Retired but still Disruptive
This entry was posted in LEADERSHIP and tagged . Bookmark the permalink.

5 Responses to Bad Leaders don’t exist.

  1. Ian Bailey-Harris says:

    Thank you for the invitation on twitter. As stated earlier I do believe there is a quality scale, a scale of effectiveness for leaders. While I think labels are limiting, the labels we use for leaders who have empirically enjoyed a measure of success are : “Good”, “Bad” perhaps even “mediocre”. There may be more accurate words to describe their abilities,however it is fair to use these terms in generalizations albeit suffering somewhat from inaccuracy. Would you like some examples? I look forward to further understand your wisdoms.

    Liked by 1 person

    • RichSimmondsZA says:

      Ian thank you for your feedback. Conventional wisdom that subscribes to the quality idea says that quality is better than quantity. I always say try that with your partner – look them deeply in their eyes for 5 minutes and then ask how was that quality? They will simply slap you unless of course you have never looked them in the eye, then they may be thrilled!
      I would really like some of your examples. Another conventional wisdom is that the opposite of a leader is a follower, which it is definitely not and a perfect illustration of this is in the video on YouTube titled ‘The First Follower”. The real or what I call ’emotional’ opposite (because 80% of our communication is emotional ‘limbic’ communication) of a leader is a lazy person or procrastinator (someone who is not going anywhere and there is no action to follow!)
      In terms of the Bad Leadership idea, if someone is following a leader, they a leader, the question could be asked how can they be better and get more people into action by their example. Just thinking about it can someone set a bad example or is it simply an example?


  2. Ian Bailey-Harris says:

    There are many leaders who as a matter of fact “Lead us” without our consent. The difference may be simply “Being motivated or influenced” VS being obedient. We also allow others to engage in leading us without knowledge of how that relationship will play out. We can make a choice (at times) of how we will let this continue.

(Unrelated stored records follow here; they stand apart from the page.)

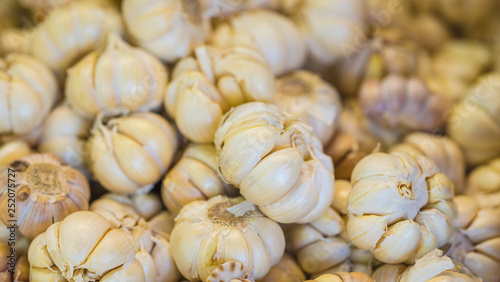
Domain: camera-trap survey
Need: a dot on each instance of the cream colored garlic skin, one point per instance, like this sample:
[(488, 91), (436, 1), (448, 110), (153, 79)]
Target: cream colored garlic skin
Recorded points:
[(208, 84), (29, 91), (119, 77), (60, 44), (316, 102), (206, 235), (46, 192), (193, 178), (274, 35), (400, 207), (443, 150), (83, 247), (170, 29), (276, 163), (474, 123), (131, 152)]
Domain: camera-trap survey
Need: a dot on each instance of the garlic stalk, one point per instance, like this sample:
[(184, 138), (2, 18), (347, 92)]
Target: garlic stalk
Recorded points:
[(206, 235), (274, 35), (400, 207), (46, 190), (276, 162)]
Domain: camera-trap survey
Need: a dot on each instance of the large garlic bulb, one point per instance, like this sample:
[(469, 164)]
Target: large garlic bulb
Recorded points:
[(316, 102), (207, 86), (475, 122), (400, 207), (60, 44), (445, 153), (477, 242), (193, 178), (46, 192), (119, 77), (333, 29), (276, 163), (84, 247), (170, 29), (207, 234), (274, 35), (64, 134), (29, 90), (131, 152)]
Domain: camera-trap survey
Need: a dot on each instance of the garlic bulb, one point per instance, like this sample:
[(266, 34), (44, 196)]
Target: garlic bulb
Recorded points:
[(47, 192), (207, 234), (119, 77), (30, 90), (477, 242), (315, 101), (193, 178), (274, 35), (170, 29), (13, 150), (400, 207), (276, 163), (60, 44), (131, 152), (342, 20), (212, 82), (64, 134), (286, 270), (83, 247), (402, 104), (444, 151), (474, 123)]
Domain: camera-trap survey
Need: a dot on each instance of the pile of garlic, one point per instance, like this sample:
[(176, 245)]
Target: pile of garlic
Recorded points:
[(249, 140)]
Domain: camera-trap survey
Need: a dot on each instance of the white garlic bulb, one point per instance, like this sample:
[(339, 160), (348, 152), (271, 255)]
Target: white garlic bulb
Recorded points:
[(341, 20), (443, 150), (316, 102), (274, 35), (119, 77), (30, 90), (400, 207), (204, 87), (131, 152), (193, 178), (60, 44), (83, 247), (170, 29), (206, 234), (474, 123), (46, 192), (276, 163)]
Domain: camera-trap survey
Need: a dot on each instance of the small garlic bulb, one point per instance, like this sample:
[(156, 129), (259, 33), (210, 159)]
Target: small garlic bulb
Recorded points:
[(119, 77), (13, 150), (212, 82), (64, 134), (400, 207), (47, 192), (132, 152), (170, 29), (444, 151), (333, 29), (83, 247), (60, 44), (315, 101), (286, 270), (276, 163), (274, 35), (207, 234), (193, 178), (475, 122), (30, 91)]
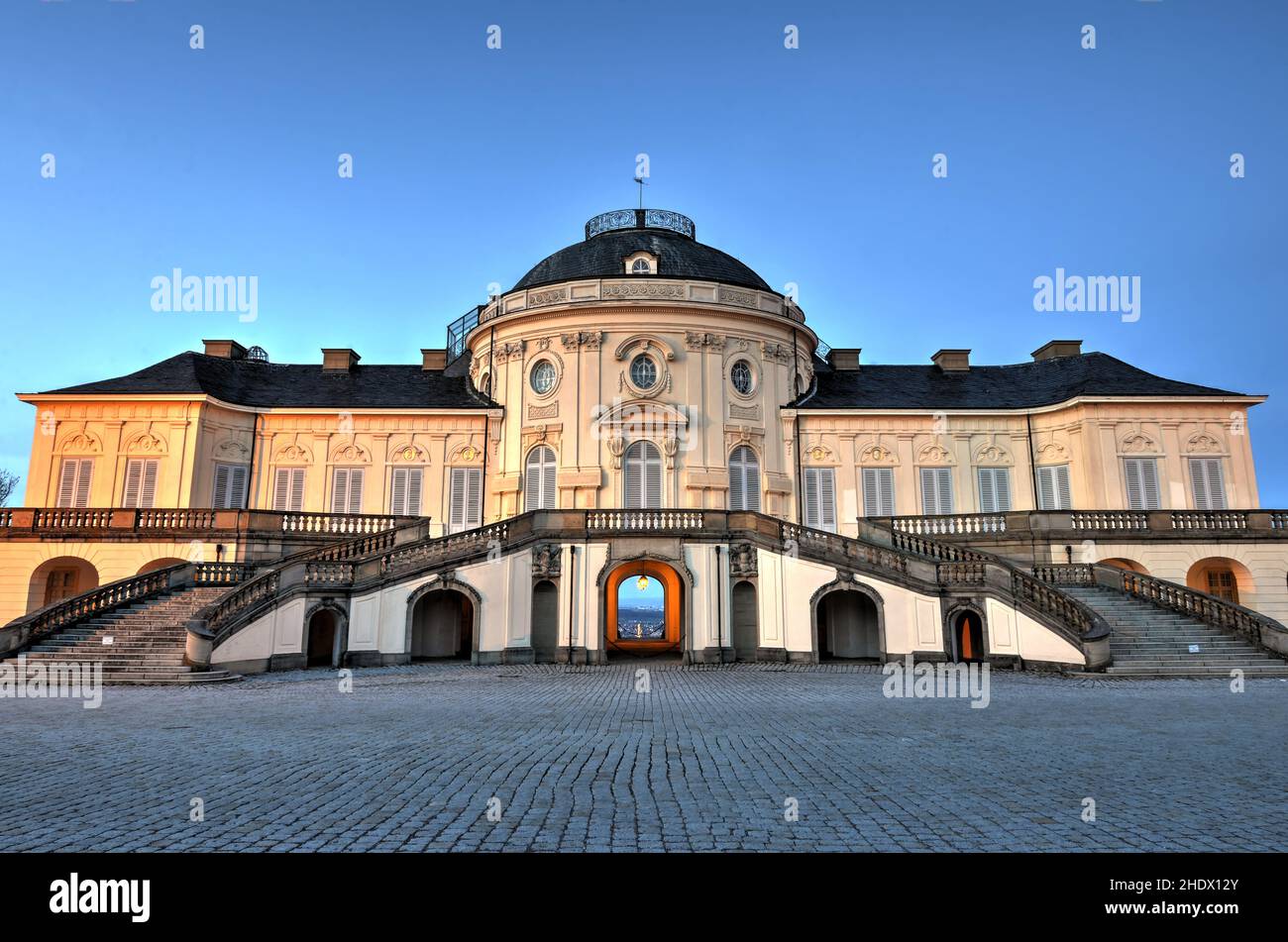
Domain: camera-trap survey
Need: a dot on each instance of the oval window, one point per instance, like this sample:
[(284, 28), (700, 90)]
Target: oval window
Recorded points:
[(741, 377), (643, 372), (544, 377)]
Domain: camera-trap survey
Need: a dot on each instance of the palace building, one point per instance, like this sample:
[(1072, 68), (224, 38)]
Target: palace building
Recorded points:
[(642, 450)]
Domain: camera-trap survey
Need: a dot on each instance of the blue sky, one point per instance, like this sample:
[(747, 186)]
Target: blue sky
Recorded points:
[(811, 164)]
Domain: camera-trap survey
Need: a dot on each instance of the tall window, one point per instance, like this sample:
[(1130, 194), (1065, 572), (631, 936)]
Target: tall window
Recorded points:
[(230, 486), (404, 489), (995, 489), (347, 490), (539, 484), (820, 498), (643, 476), (936, 490), (879, 491), (141, 482), (1054, 488), (1141, 476), (288, 489), (73, 482), (1209, 482), (743, 478), (465, 508)]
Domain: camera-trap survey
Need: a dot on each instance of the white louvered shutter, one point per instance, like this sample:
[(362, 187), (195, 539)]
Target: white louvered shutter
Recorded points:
[(1209, 482), (643, 476), (879, 491), (73, 482), (1054, 488), (1141, 476), (743, 480), (936, 490), (995, 489), (540, 478), (820, 498)]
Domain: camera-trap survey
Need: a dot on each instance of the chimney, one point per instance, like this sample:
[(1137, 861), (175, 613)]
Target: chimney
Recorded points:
[(952, 361), (1057, 348), (845, 357), (339, 360), (226, 349)]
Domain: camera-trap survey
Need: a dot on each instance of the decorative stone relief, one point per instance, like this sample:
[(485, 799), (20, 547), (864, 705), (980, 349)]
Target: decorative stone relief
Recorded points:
[(742, 560)]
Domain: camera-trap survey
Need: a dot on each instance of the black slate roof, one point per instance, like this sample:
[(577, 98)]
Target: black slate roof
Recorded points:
[(295, 385), (1021, 385), (679, 257)]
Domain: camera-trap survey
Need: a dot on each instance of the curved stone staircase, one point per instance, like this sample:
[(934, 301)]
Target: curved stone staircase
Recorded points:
[(142, 642), (1149, 641)]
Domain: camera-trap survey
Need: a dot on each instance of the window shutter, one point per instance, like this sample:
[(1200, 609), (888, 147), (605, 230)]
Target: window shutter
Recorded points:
[(995, 489), (743, 478), (67, 484), (475, 494), (1209, 484), (549, 499), (398, 490), (827, 499), (339, 489), (879, 491), (133, 481), (456, 510), (223, 472), (936, 490), (1141, 475), (296, 501)]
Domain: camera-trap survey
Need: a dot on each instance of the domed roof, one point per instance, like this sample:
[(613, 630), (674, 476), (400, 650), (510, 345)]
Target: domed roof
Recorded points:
[(613, 236)]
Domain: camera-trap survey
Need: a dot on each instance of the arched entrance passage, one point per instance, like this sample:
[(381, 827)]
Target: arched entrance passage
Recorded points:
[(59, 577), (1129, 565), (160, 564), (321, 645), (643, 602), (442, 626), (743, 624), (545, 620), (1224, 577), (848, 623), (967, 636)]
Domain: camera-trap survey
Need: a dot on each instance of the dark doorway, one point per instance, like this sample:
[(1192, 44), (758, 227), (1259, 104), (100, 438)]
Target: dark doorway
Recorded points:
[(442, 627), (848, 627), (969, 636), (545, 620), (322, 639), (745, 629)]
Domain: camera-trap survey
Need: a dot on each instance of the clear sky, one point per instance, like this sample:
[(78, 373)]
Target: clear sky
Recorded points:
[(811, 164)]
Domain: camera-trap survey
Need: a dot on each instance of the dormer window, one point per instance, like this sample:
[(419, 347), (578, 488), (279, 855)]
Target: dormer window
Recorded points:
[(640, 262)]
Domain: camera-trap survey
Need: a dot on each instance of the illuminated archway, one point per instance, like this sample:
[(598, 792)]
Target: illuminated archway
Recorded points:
[(652, 622), (1223, 576)]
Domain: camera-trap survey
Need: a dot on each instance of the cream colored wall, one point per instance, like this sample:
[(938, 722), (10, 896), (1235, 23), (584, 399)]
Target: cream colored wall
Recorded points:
[(1091, 438), (117, 560), (1263, 587)]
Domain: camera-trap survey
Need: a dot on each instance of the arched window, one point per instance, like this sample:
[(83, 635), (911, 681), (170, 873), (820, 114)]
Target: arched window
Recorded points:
[(743, 478), (540, 481), (643, 476)]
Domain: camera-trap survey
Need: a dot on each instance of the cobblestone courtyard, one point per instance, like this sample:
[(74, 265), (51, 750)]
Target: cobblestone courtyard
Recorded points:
[(708, 760)]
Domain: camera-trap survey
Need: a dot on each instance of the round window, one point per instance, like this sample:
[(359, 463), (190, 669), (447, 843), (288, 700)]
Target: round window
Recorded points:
[(544, 377), (643, 372)]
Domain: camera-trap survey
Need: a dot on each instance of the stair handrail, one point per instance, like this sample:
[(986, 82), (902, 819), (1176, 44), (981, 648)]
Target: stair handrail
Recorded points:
[(106, 598), (961, 567), (1220, 613)]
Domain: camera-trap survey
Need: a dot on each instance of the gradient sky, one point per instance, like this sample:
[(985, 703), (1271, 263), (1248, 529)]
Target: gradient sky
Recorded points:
[(810, 164)]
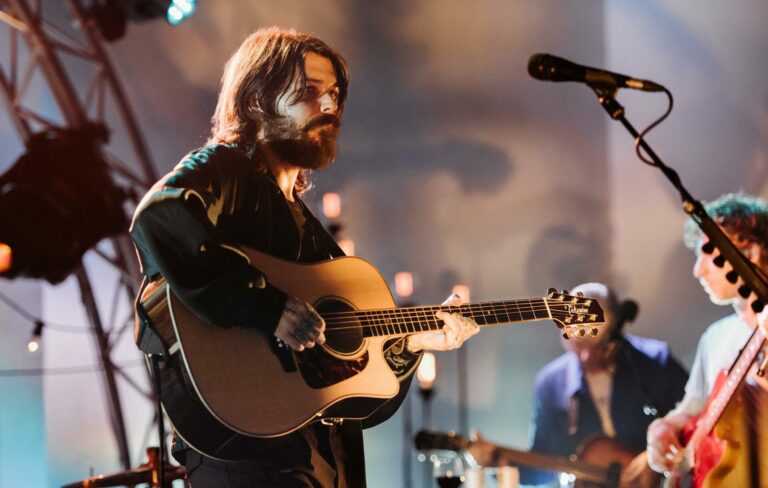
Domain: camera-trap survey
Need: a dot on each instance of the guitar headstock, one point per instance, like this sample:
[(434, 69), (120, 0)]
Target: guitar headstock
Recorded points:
[(577, 315)]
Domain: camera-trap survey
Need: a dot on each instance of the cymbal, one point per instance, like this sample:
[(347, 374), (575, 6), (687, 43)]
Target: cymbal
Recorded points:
[(131, 477)]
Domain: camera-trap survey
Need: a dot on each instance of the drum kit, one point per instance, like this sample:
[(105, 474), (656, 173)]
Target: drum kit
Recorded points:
[(148, 472)]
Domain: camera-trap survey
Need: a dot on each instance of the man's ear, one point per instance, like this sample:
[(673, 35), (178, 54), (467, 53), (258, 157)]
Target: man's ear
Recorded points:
[(754, 252)]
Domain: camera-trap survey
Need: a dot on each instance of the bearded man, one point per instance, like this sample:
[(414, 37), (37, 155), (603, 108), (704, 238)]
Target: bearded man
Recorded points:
[(277, 117)]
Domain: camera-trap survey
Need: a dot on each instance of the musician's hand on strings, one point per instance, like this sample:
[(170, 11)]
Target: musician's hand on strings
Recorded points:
[(455, 332), (482, 452), (762, 319), (300, 325), (664, 449)]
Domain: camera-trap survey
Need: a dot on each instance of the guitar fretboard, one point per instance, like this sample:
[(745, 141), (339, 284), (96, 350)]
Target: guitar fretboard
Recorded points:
[(407, 320)]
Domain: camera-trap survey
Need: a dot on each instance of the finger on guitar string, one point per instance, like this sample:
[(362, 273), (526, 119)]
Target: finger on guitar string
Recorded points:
[(300, 326)]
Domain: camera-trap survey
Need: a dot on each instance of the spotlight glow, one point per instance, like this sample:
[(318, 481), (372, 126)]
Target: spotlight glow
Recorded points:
[(6, 257)]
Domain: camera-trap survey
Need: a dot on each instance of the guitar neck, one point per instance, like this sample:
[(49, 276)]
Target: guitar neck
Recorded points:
[(719, 402), (406, 320)]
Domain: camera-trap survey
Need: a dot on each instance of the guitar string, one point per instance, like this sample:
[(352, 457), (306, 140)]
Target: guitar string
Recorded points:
[(339, 317), (397, 317), (538, 304)]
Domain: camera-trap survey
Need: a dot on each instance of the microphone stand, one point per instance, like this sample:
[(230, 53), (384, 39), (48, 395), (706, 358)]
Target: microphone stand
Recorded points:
[(754, 278)]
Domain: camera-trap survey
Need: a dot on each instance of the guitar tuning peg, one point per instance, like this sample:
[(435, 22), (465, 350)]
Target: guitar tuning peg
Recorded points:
[(744, 291)]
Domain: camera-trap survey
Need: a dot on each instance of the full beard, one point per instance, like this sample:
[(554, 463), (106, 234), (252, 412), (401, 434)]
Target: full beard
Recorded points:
[(310, 147)]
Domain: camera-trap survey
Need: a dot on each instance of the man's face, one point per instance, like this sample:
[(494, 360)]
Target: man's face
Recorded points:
[(305, 133), (712, 278)]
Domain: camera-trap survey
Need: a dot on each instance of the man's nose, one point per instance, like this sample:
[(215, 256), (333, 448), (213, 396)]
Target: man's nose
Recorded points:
[(698, 267), (328, 104)]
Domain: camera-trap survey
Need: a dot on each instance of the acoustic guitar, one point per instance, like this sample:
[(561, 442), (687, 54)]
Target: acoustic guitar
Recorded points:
[(224, 386), (705, 450), (598, 460)]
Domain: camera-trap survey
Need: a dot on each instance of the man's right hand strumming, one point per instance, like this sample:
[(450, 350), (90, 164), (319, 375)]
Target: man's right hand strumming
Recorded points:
[(300, 325), (664, 449)]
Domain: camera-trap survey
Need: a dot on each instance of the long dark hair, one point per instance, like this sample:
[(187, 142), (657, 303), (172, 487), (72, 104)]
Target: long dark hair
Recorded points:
[(261, 70)]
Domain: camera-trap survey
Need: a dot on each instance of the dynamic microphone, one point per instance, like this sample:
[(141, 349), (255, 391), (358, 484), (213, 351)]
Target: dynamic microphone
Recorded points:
[(546, 67)]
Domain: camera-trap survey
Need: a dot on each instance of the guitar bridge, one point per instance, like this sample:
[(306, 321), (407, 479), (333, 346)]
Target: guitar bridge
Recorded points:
[(331, 421)]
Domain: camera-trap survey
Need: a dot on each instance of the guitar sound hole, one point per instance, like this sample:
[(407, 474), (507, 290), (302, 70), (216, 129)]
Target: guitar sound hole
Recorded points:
[(343, 333)]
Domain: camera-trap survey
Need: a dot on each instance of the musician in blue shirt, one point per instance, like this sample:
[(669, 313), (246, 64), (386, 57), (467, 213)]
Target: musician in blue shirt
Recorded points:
[(612, 385)]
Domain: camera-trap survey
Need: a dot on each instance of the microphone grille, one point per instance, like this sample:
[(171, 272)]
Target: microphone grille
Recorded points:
[(540, 66)]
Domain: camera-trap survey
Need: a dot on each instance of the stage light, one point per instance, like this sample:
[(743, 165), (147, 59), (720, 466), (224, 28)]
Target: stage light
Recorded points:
[(462, 291), (37, 334), (179, 10), (111, 16), (56, 202), (404, 284), (6, 257), (331, 205), (348, 246)]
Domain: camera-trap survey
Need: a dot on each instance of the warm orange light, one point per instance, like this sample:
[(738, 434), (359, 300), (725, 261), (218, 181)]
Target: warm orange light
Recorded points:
[(462, 291), (404, 284), (348, 246), (426, 374), (331, 205), (6, 257)]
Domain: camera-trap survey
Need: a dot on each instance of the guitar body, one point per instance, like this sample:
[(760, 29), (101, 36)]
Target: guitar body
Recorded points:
[(721, 459), (227, 387), (725, 459), (228, 390), (710, 451)]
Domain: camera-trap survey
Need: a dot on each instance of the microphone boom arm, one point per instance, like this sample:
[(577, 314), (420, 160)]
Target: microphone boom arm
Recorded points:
[(752, 276)]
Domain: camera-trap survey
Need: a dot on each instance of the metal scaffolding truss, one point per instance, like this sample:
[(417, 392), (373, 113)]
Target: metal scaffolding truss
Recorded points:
[(54, 58)]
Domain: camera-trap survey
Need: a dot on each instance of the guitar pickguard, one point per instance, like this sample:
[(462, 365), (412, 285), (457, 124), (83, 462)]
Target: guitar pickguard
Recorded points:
[(321, 370), (343, 355)]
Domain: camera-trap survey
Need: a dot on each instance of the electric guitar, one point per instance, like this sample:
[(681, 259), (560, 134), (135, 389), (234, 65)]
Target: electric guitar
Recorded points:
[(704, 450), (598, 461), (227, 386)]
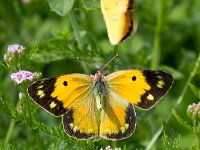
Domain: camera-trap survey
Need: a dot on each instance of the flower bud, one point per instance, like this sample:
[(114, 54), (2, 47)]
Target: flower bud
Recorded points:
[(23, 75), (193, 111)]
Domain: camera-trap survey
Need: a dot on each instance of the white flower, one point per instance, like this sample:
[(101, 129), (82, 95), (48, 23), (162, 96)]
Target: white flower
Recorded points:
[(22, 76), (15, 48)]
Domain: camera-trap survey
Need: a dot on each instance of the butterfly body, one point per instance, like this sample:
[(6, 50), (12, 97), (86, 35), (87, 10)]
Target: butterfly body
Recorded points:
[(100, 106)]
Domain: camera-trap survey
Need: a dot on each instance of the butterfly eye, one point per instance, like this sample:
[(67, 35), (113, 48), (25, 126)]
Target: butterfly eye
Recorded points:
[(134, 78), (65, 83)]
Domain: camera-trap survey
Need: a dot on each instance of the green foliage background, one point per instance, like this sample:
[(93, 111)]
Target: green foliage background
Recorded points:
[(55, 33)]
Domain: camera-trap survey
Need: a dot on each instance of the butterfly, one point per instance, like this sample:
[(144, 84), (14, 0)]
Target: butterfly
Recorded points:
[(100, 106), (118, 19)]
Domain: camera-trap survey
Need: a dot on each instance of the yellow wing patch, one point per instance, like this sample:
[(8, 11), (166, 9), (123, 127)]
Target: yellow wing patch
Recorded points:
[(118, 119), (142, 88), (57, 94), (82, 121), (118, 19)]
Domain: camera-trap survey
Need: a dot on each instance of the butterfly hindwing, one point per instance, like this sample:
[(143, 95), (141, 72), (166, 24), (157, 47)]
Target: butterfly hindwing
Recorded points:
[(142, 88), (118, 118), (57, 94), (160, 83), (82, 121), (118, 19)]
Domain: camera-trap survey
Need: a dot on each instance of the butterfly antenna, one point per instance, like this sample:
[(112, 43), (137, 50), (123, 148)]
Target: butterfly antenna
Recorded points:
[(83, 61), (109, 62)]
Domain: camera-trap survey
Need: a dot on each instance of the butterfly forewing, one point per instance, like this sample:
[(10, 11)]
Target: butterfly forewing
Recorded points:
[(57, 94), (142, 88)]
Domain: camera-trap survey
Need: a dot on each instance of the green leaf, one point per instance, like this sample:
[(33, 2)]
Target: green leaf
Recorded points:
[(61, 7), (181, 121), (195, 90)]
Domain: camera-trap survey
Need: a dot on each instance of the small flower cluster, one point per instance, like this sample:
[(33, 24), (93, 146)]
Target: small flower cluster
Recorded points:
[(193, 111), (16, 48), (13, 54), (22, 76), (13, 59)]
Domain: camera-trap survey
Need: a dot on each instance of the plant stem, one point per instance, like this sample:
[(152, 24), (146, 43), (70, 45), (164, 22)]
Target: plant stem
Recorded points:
[(78, 37), (35, 131), (156, 45), (12, 124), (159, 131), (76, 30), (10, 130)]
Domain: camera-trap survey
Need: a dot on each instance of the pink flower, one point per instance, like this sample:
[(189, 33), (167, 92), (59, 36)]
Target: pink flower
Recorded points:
[(15, 48), (22, 76)]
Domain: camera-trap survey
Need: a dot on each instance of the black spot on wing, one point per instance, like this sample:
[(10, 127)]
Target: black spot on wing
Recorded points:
[(152, 78), (130, 120), (47, 87), (67, 120)]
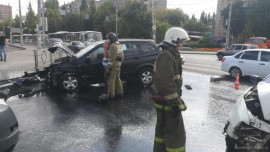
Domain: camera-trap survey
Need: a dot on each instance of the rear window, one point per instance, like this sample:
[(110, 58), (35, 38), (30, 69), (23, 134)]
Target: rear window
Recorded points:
[(238, 47), (238, 55), (265, 56), (130, 49), (250, 55)]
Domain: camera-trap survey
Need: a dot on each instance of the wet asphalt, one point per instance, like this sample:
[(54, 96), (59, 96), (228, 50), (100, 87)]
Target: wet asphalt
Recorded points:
[(77, 122)]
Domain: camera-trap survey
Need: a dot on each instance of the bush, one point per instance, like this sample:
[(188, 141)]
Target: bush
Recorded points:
[(203, 45)]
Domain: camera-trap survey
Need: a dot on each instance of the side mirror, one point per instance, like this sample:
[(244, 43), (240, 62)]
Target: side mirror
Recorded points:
[(88, 59), (255, 79)]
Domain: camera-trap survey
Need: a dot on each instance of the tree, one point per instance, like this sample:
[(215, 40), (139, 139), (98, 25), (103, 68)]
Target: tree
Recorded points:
[(107, 11), (83, 5), (259, 18), (162, 27), (54, 20), (238, 18), (71, 23), (176, 17), (53, 4), (136, 21), (16, 22), (31, 20)]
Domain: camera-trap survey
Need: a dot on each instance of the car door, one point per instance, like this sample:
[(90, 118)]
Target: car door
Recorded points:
[(131, 58), (91, 68), (249, 63), (237, 49), (148, 52), (264, 64)]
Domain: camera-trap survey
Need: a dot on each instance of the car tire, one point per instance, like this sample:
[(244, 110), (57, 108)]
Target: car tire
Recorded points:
[(145, 77), (220, 56), (234, 71), (69, 82), (230, 144)]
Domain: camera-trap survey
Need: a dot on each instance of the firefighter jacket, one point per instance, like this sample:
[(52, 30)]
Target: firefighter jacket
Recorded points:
[(167, 77), (116, 55)]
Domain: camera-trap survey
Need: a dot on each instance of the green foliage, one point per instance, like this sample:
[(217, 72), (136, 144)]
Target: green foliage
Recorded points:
[(259, 18), (54, 20), (83, 5), (30, 21), (72, 23), (162, 27), (194, 25), (16, 22), (176, 17), (205, 45), (52, 4), (87, 24), (101, 25), (135, 21)]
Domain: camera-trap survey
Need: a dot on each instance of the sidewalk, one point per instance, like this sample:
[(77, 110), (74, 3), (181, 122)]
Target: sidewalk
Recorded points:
[(19, 60)]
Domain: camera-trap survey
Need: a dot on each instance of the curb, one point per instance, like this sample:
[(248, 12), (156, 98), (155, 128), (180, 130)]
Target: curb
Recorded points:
[(203, 53), (20, 47)]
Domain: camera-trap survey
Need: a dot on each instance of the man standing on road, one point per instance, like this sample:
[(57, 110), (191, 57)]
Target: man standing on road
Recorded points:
[(115, 59), (170, 133), (2, 46)]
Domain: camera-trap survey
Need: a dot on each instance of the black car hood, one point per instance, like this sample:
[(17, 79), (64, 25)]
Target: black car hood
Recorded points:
[(62, 47)]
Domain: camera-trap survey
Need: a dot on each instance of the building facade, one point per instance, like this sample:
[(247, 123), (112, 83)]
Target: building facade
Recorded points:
[(220, 30), (5, 12)]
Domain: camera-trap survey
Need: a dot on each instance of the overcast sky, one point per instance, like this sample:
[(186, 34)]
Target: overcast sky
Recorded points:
[(188, 6)]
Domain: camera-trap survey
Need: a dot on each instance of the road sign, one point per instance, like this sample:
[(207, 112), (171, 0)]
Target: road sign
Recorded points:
[(154, 27)]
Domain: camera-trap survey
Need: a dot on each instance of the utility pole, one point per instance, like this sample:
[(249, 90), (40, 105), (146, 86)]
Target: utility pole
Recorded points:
[(153, 20), (21, 33), (38, 30), (10, 32), (116, 14), (229, 25), (42, 14)]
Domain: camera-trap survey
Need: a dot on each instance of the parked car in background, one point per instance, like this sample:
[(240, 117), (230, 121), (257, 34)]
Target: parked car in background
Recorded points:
[(9, 128), (76, 46), (235, 48), (56, 41), (261, 42), (248, 62), (85, 67)]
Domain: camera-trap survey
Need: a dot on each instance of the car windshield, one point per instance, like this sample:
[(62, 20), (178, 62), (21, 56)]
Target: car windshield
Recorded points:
[(88, 48)]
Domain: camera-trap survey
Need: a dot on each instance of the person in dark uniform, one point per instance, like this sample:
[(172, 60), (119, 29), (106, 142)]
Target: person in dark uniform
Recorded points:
[(170, 135)]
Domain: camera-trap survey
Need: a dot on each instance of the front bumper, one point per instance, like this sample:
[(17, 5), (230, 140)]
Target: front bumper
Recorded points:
[(9, 134)]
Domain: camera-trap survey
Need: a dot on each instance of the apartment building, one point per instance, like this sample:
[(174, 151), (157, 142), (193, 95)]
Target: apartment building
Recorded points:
[(220, 30), (5, 12)]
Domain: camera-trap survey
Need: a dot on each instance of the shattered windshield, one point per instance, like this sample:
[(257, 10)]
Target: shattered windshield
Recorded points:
[(88, 48)]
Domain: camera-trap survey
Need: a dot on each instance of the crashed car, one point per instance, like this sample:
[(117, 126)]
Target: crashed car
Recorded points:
[(85, 67), (9, 128)]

    When we say “lead” what is that referring to? It is a verb that points to a subject or object. Most organizations have a mission or objective in which leaders provide direction, management, innovation and motivation. There are evaluated on how well they do this. I do agree with you that morality or worthiness of the mission may be less relevant to the “Goodness” or “Badness” of the leader.

    I had a grade two teacher who told me that Black people were inferior and that I was worthless. The exact purpose of that leader was to teach, care for, motivate and present opportunities to me. As a result of this teacher’s incompetence, prejudice, lack of compassion and poor training, he actually defeated the purpose of the organization in which he was a leader. The organization (and it’s members) suffered as a result of this. This is an example what I call bad leadership.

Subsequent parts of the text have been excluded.